Les dirigeants-propriétaires de petites et moyennes entreprises ont une forte propension à se sentir isolés quel que soit l’âge, le sexe, la taille d’entreprise ou bien le secteur d’activité.

Bien que l’adversité et le risque soient au cœur de la motivation de l’entrepreneur et que la solitude soit inhérente à la fonction de dirigeant,
le sentiment d’isolement ne l’est pas.

Se sentir isolé cela veut dire être vulnérable, mis à l’écart, manquer d’appui, de soutien, de ressources…
Ce qui n’est ni normal, ni acceptable dans une entreprise, un objet par essence collectif.

 

 

 

Quelles que soient les sources de l’isolement : une difficulté d’ordre économique, une pénurie de temps pour soi et sa famille, un déficit de collectif, un manque de ressources ou de compétences internes, l’absence de reconnaissance sociale…  Ce sentiment révèle une fragilité, un dysfonctionnement, un malaise dans l’entreprise.

 

L’isolement peut se révéler pathogène car insidieux, il peut s’insinuer dans le sommeil du dirigeant :

Les problèmes de trésorerie, la baisse de l’activité, la perte d’un gros client, l’impayé qui arrive au pire des moments, le salarié que l’on côtoie de longue date et que l’on doit licencier… Voilà autant de stresseurs qui amplifient le sentiment de solitude des dirigeants.

La solitude des entrepreneurs s’accentue également avec la complexité, les décisions et les responsabilités assumées.

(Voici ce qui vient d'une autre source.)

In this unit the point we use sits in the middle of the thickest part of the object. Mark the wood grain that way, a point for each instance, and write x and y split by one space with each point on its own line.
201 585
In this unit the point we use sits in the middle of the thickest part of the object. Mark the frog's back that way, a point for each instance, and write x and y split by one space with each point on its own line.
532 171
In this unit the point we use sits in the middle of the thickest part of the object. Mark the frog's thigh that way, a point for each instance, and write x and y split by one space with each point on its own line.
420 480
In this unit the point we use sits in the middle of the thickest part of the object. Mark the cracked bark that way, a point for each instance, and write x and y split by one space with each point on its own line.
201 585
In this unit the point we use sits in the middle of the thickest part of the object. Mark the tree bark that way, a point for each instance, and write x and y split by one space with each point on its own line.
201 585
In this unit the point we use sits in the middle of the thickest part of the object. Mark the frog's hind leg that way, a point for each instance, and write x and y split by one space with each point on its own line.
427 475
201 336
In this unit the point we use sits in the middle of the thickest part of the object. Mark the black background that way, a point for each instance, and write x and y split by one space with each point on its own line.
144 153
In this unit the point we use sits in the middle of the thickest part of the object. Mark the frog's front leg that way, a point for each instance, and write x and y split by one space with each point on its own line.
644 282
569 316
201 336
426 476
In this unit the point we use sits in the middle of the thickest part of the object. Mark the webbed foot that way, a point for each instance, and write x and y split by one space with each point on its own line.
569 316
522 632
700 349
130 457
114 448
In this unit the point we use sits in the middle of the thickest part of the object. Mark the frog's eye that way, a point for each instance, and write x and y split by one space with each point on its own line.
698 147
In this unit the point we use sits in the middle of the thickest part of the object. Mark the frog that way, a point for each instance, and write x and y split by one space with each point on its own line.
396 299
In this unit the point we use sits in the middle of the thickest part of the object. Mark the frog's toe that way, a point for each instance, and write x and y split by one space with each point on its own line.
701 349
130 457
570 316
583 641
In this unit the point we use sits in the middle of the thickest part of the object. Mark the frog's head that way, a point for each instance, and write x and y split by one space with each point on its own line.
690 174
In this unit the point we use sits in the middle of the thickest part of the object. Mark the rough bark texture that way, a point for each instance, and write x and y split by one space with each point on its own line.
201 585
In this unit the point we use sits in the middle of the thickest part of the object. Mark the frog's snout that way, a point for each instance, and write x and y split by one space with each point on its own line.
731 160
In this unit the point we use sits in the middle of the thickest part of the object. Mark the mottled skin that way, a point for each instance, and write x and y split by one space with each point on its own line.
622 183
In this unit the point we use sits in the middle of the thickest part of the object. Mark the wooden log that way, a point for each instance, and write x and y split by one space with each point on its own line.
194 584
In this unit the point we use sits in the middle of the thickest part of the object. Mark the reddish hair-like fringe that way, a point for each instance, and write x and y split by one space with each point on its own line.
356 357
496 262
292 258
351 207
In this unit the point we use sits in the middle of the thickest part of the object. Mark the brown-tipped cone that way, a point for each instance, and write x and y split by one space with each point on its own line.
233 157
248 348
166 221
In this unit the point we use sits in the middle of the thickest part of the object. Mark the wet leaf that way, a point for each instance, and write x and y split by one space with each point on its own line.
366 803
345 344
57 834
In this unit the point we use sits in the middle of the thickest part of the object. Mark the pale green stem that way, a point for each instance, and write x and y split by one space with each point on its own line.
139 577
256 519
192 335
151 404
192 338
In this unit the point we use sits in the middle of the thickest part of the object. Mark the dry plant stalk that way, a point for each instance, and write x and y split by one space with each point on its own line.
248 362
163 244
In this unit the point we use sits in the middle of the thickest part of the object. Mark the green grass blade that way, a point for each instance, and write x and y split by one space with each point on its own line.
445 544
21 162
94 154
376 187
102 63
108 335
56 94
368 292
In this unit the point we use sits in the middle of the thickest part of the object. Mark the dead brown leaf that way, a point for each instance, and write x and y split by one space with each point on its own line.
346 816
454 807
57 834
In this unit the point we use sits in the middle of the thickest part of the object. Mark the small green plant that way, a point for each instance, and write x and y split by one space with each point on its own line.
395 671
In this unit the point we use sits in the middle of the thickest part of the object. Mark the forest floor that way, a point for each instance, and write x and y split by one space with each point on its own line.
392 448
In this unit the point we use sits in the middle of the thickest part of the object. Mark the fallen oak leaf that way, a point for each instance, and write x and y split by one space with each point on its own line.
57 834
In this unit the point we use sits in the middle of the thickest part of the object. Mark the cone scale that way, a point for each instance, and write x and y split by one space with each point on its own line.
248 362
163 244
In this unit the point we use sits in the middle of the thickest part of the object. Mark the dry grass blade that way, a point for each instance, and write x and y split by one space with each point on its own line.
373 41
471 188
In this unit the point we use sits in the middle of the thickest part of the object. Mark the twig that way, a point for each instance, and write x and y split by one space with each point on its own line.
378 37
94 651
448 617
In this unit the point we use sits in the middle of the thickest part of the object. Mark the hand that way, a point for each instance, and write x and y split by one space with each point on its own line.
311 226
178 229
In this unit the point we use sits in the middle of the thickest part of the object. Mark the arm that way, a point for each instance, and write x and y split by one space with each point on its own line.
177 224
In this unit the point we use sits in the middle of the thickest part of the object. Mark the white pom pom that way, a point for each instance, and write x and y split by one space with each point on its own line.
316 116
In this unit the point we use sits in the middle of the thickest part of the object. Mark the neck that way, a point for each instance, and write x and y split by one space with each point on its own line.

Dans une petite entreprise il n’y pas de DRH qui peut faire tampon et le management est opérationnel et frontal. Le dirigeant est en contact direct et permanent avec des problèmes de tous types et il doit assumer seul les conséquences angoissantes des décisions stratégiques et elles le sont presque toutes.

 

 

 

 

Les 7 antidotes à la solitude des dirigeants

Heureusement, l’étude met en avant des solutions

  1. Savoir s’entourer

  2. Adhérer à des réseaux

  3. Faire de la stratégie, pour sortir le nez du guidon

  4. Constituer des comités de pilotage

  5. Partager les décisions

  6. Ouvrir le capital

  7. Se former

 

 

Pour être moins seul, le dirigeant doit évoluer vers une structure moins classique, plus managériale, donnant plus de poids aux procédures, à la planification, à la gouvernance élargie, au long terme et à la mise en place d’une stratégie globale incluant les parties prenantes.

 

Le style de management participatif, la nature du leadership charismatique, le type de gouvernance ouvert, la stratégie collaborative, sont également au cœur des réponses apportées par cette étude.